The quantity and quality of different groups of surface and ground waters in the Slovak territory are monitored by a partial monitoring system. Of the entire 8,210 km of economically important rivers, 3,723.3 km are monitored. The quality of ground waters has been monitored in Slovakia since 1982 in 26 key water management areas by the Slovak Institute of Hydro-Meteorology. The monitoring network of ground water consists of a total of 344 monitoring units. The most significant of these areas is part of the 10 protection areas of natural water accumulation. In addition, some 24 protection zones of natural healing resources and natural spring water resources have been registered. The most extensive monitoring network has been created in the Žitný ostrov area, which is the largest drinking water source in Central Europe.
The purpose of the proposed project is to facilitate a sustainable transition by water managers, farmers and other resource managers in Slovakia’s Eastern Lowlands from conventional water and agricultural management techniques to integrated ecosystem management practices. In so doing, resource managers will conserve globally significant biodiversity and reduce nutrient loading of the Danube River.

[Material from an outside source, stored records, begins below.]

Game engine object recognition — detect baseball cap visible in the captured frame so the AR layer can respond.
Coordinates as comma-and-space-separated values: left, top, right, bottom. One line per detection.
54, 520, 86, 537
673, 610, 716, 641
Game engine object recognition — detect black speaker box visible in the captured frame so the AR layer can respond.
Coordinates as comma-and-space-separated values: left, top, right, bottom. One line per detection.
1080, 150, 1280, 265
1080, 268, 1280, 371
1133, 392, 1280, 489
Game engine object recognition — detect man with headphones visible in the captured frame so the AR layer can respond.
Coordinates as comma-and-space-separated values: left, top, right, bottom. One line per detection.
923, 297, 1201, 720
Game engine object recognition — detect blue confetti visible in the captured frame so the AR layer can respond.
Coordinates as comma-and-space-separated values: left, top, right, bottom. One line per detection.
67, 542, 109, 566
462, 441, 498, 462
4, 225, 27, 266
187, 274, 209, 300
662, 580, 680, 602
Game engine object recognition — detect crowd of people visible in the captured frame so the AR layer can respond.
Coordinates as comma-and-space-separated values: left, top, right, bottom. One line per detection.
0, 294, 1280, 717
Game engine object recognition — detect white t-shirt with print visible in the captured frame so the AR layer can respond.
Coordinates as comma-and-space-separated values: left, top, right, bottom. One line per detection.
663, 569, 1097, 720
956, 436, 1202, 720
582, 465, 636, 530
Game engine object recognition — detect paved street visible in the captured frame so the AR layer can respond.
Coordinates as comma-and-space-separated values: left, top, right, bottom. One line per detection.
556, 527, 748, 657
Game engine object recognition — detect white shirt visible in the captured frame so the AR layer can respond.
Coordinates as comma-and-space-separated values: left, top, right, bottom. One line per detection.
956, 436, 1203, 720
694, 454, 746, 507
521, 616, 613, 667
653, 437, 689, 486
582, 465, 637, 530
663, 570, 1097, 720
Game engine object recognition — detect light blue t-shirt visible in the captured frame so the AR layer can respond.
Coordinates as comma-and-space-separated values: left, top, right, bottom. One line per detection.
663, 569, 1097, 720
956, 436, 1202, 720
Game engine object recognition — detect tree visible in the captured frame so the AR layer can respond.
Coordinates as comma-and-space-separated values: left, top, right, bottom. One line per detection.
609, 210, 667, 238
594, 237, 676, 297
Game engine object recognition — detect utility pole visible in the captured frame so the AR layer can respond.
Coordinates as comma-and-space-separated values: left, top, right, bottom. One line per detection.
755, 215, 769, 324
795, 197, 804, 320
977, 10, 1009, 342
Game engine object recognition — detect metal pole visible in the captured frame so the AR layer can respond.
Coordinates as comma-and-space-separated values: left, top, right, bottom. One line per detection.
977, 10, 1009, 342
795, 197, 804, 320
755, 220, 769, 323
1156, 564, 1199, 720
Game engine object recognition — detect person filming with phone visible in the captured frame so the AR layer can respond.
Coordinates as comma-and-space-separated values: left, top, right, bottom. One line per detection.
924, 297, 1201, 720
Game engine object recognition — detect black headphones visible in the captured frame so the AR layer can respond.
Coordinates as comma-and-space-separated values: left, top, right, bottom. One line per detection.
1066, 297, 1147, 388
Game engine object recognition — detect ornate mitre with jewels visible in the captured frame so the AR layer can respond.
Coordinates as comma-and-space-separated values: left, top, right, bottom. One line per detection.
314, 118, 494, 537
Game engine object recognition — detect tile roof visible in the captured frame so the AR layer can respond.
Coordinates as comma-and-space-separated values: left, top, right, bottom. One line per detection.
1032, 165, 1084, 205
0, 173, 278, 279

The expected starting date is January 2006. The project addresses the development and implementation of self-sustaining water and land management resulting in expanding area of (semi-)natural floodplain habitats. The project area is bordered by Laborec and Uh Rivers, the Zemplinska Sirava reservoir in the North and a large drainage canal draining into the Uh River in the South, falling within the Michalovce district, one of the poorest regions of Slovakia. The project will establish a LEADER partnership within the region encouraging set up of new environmentally friendly businesses, benefiting from the improved quality of natural floodplain habitats. The project has a very high potential for replication in similar floodplain areas in Slovakia, EU member states, as well as in accession countries in the Balkan region (especially in the Danube River basin).
Expected outcomes
* Stakeholders will adopt a long-term strategy for ecosystem-based water and agricultural management practices; * Stakeholder capacity, policies, and incentives to implement Integrated Ecosystem Management (IEM) will be strengthened and operational; * Stakeholders will pilot model ecosystem-oriented biodiversity conservation practices; * Best practices and lessons learned from the experience of implementation of IEM in the pilot area will be disseminated to other regions of the Eastern Lowlands, as well as other new EU members and accession states in the Danube River basin for systematic replication.

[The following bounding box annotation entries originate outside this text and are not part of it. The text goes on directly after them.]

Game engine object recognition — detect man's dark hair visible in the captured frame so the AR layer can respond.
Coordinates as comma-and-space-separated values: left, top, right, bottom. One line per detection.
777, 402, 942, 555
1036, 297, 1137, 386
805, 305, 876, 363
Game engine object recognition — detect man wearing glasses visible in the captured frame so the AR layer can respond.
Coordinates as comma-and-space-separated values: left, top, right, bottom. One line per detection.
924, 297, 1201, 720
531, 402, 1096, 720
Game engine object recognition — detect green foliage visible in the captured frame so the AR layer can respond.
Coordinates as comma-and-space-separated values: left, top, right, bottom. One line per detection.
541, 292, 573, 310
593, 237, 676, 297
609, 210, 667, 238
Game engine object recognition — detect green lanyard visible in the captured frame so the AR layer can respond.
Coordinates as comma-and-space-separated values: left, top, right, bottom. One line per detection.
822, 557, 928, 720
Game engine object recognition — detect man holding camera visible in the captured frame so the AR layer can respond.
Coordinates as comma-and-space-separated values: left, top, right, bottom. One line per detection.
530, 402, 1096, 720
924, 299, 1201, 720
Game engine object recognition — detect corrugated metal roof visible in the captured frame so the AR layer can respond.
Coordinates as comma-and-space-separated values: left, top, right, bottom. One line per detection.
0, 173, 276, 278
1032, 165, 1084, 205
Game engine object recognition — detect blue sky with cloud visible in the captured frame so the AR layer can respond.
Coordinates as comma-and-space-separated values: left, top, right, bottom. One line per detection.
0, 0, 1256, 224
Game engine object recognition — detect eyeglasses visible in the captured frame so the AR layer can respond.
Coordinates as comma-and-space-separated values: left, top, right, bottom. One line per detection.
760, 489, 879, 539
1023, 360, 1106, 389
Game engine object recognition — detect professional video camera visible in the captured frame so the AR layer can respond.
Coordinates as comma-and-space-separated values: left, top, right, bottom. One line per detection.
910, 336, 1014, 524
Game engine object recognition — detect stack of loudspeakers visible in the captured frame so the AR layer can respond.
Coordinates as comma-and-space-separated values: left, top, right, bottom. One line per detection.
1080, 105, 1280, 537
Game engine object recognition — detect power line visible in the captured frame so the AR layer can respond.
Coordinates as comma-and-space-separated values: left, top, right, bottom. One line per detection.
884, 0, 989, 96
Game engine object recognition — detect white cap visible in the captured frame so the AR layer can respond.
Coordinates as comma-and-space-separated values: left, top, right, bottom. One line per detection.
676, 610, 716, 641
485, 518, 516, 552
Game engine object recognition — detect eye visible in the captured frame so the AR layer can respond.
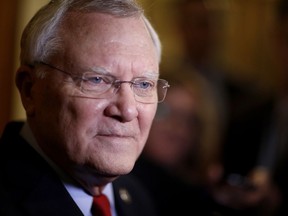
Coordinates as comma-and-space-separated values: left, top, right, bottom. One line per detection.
86, 76, 104, 84
135, 80, 154, 89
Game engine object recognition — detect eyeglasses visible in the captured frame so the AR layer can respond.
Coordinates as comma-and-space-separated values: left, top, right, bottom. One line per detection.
36, 62, 170, 104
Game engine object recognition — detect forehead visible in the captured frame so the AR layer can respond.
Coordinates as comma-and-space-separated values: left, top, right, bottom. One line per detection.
56, 12, 158, 71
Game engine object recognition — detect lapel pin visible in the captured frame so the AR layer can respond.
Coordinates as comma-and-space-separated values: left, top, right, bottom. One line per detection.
119, 188, 132, 204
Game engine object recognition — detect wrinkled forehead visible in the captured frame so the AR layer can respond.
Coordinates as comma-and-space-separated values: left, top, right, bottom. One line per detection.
54, 12, 158, 68
60, 12, 153, 52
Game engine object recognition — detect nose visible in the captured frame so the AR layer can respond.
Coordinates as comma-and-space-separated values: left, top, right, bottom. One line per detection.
105, 83, 138, 122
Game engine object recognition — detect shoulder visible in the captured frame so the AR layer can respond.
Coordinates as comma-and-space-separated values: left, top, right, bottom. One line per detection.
113, 174, 156, 216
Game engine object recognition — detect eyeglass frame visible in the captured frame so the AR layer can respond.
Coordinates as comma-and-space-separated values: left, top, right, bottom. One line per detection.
29, 61, 170, 104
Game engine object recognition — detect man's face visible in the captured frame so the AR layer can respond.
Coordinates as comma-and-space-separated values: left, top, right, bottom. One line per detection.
26, 13, 158, 184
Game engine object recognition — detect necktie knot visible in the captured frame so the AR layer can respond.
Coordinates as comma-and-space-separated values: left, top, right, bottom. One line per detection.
91, 194, 111, 216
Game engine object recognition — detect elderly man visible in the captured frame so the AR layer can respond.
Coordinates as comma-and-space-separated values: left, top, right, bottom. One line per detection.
0, 0, 169, 216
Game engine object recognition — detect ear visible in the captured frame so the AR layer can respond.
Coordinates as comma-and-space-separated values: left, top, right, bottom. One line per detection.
15, 65, 35, 116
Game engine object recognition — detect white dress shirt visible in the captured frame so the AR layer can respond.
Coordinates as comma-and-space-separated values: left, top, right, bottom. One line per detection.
20, 122, 117, 216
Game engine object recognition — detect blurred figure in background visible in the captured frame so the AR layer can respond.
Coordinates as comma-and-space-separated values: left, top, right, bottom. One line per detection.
169, 0, 284, 216
132, 72, 220, 215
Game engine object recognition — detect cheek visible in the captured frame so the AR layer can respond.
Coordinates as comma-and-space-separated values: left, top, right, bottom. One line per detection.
139, 105, 157, 142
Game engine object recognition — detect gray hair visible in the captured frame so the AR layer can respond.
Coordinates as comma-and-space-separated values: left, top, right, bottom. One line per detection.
20, 0, 161, 65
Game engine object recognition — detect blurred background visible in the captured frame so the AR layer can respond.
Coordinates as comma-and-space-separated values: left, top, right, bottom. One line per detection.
0, 0, 282, 134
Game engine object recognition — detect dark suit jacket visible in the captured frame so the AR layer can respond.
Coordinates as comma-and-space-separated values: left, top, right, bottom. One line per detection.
0, 122, 155, 216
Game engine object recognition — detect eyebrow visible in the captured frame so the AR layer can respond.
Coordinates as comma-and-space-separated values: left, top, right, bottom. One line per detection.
88, 66, 159, 79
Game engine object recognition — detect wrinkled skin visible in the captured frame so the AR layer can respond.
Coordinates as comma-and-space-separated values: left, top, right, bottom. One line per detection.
17, 12, 159, 194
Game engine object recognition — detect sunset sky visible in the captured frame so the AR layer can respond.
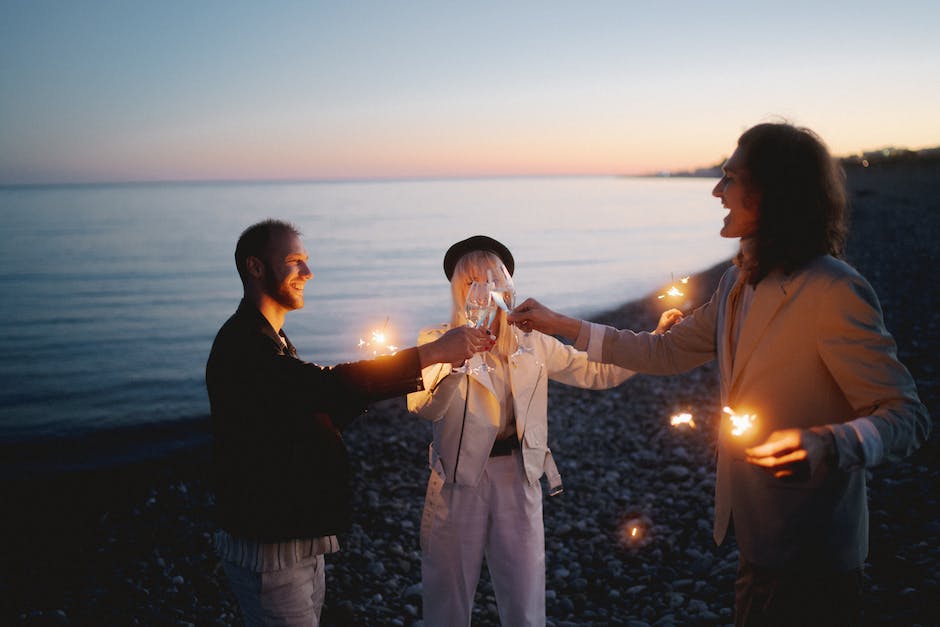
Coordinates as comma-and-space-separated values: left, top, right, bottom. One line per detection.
0, 0, 940, 184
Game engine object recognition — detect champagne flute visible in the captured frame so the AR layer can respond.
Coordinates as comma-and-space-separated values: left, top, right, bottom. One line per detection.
493, 266, 534, 357
453, 281, 495, 374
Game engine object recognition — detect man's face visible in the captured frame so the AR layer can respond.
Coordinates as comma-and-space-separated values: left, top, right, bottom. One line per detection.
712, 148, 760, 237
262, 232, 313, 311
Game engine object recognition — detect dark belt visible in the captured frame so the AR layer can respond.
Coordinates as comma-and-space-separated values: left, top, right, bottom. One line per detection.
490, 435, 519, 457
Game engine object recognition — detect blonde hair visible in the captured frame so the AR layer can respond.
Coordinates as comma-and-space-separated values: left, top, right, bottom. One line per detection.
450, 250, 516, 358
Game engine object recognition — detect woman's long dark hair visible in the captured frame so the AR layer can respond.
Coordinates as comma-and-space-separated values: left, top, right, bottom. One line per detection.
738, 123, 848, 282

In Slovakia there are currently approximately 180 small hydro plants with the total capacity of 60MW. It is expected that in response to the closure of nuclear and/or fossil fuel plants, as well as increased consumption an additional 300MW of small hydro capacity will be needed from a large number of smaller hydro plants. There are 250 potential sites identified on major rivers as suitable for the development of small hydro plants and additional undocumented capacity exists for smaller streams, creeks and rivers as well as natural dams and hydro systems.
The remaining potential of renewable energy sources that can be used for the purpose of electricity generation is significantly lower (compared to small hydro) for the following reasons: inadequate conditions (wind energy), prohibitively high investment intensity (solar energy), lack of exploitable sources (geothermal energy), or preference given to heat production (biomass). For these reasons, small hydro plants are a logical way to follow when developing Slovakia’s renewable energy potential.

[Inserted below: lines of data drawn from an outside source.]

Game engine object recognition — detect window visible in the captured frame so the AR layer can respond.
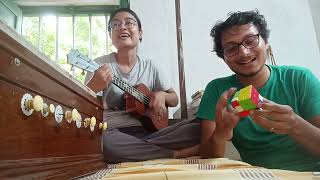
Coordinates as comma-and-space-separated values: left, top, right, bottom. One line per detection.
22, 14, 114, 83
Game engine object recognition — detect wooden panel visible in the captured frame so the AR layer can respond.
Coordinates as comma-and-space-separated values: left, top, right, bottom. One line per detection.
0, 21, 105, 179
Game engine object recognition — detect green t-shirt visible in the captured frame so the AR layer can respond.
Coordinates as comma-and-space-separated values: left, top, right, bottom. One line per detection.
197, 66, 320, 171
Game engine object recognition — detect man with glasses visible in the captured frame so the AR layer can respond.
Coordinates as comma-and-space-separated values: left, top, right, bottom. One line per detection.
197, 11, 320, 171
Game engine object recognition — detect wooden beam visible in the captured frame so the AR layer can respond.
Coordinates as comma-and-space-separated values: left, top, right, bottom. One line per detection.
175, 0, 188, 119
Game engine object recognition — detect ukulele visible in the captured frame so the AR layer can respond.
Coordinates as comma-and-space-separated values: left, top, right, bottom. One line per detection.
67, 49, 168, 131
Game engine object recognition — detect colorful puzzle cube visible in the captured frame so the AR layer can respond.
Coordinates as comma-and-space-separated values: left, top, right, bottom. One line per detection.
231, 85, 263, 118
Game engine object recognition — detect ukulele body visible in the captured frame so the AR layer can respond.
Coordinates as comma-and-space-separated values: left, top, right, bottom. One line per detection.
126, 84, 168, 131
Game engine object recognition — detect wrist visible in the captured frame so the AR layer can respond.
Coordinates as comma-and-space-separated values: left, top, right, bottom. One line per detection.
289, 116, 306, 136
212, 133, 227, 144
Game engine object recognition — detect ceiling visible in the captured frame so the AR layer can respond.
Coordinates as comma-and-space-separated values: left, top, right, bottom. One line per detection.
13, 0, 120, 6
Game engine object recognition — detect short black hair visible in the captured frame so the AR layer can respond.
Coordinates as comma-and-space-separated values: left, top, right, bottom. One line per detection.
210, 9, 270, 59
108, 8, 142, 32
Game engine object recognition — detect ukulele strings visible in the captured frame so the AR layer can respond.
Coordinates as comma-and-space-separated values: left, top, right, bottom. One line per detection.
113, 76, 150, 105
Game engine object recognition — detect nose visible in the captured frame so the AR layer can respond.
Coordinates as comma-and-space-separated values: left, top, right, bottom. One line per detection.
119, 22, 127, 29
238, 44, 250, 56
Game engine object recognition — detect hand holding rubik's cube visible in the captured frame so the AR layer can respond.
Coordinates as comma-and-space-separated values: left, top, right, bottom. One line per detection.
231, 85, 263, 118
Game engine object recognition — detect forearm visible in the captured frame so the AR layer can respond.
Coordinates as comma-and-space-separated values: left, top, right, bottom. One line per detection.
87, 79, 101, 93
290, 119, 320, 155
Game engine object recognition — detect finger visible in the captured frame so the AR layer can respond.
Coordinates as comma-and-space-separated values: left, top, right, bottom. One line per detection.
227, 104, 238, 113
260, 102, 292, 113
251, 110, 290, 122
217, 88, 237, 108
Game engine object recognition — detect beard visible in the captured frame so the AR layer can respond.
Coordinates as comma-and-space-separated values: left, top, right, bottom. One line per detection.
230, 62, 265, 78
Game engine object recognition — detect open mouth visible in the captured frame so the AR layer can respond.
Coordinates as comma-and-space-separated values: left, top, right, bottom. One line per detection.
239, 57, 257, 65
120, 33, 130, 39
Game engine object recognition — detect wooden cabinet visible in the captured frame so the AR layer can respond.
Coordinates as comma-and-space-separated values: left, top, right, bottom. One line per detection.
0, 21, 105, 179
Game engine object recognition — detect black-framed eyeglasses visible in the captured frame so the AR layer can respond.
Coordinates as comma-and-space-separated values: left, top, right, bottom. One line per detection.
110, 19, 137, 30
222, 34, 260, 57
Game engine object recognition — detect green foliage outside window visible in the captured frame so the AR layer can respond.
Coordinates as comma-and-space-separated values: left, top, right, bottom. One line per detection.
22, 15, 113, 83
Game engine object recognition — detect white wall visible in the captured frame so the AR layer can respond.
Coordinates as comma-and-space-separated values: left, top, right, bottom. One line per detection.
309, 0, 320, 50
130, 0, 320, 117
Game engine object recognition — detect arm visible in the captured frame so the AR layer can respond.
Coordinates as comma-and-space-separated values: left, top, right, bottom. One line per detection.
149, 88, 179, 114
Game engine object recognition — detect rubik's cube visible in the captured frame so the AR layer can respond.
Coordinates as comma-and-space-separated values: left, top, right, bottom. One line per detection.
231, 85, 263, 118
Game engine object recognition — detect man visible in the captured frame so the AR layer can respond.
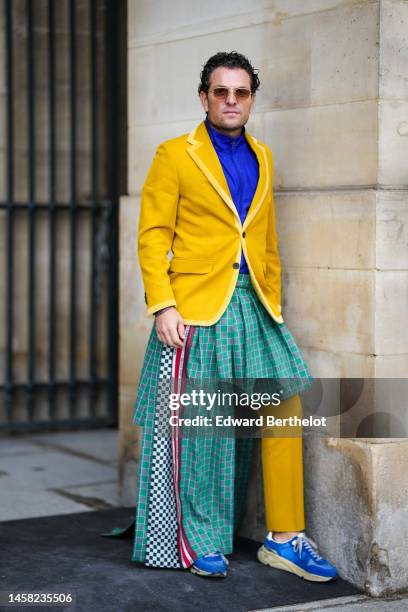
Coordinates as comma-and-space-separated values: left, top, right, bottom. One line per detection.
105, 52, 337, 581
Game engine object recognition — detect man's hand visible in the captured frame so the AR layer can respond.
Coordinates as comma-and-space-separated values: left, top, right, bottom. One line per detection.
155, 306, 185, 348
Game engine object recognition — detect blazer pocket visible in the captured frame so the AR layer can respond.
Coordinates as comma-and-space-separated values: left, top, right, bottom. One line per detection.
170, 257, 213, 274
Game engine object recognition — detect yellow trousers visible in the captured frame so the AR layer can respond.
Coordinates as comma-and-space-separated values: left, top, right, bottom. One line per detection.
261, 394, 305, 531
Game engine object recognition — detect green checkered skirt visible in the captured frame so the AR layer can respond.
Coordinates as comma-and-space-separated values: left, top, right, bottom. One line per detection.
132, 274, 313, 568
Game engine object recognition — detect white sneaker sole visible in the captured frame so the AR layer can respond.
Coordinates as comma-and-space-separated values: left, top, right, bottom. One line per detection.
258, 546, 337, 582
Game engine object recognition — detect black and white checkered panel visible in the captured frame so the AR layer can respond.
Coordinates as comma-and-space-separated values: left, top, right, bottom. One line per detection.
145, 346, 181, 568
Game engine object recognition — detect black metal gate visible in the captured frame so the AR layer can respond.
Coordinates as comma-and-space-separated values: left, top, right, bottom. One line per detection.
0, 0, 124, 432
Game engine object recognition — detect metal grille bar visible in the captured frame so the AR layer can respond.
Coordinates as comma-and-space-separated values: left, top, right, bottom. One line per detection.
0, 0, 124, 432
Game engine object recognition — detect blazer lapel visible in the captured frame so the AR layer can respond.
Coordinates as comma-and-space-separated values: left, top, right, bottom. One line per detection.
187, 122, 269, 228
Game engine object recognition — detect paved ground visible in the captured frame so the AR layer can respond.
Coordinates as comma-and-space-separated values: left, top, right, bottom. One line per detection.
0, 430, 408, 612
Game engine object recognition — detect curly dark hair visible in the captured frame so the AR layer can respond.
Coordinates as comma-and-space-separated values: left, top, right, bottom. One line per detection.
198, 51, 260, 94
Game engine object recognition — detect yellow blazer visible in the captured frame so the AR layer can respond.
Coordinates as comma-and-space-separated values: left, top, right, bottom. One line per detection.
138, 122, 283, 325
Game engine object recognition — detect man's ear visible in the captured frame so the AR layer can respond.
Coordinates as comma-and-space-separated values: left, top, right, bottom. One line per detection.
200, 91, 208, 113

There is EU funding available in Slovakia for renewable energy. In this programming period (till end 2006) 5 small hydro-power plants will be supported from EU funds (up to 5 MW each)- the projects are approved, the contracts have to be signed. In programming period 2007-2013 the government set up a goal to support 10 small hydro-power plants from EU fund with the capacity up to 10MW each.
After determination of feed-in tariffs (valid since August 2005) the price from hydro-power plants is cheaper than from traditional resources. Compared to the EU (including recently joined countries), Slovakia has the lowest feed in tariffs for renewable energy and gives no preference to small renewable energy electricity generators. On the other hand – there is a demand for the electricity from this source.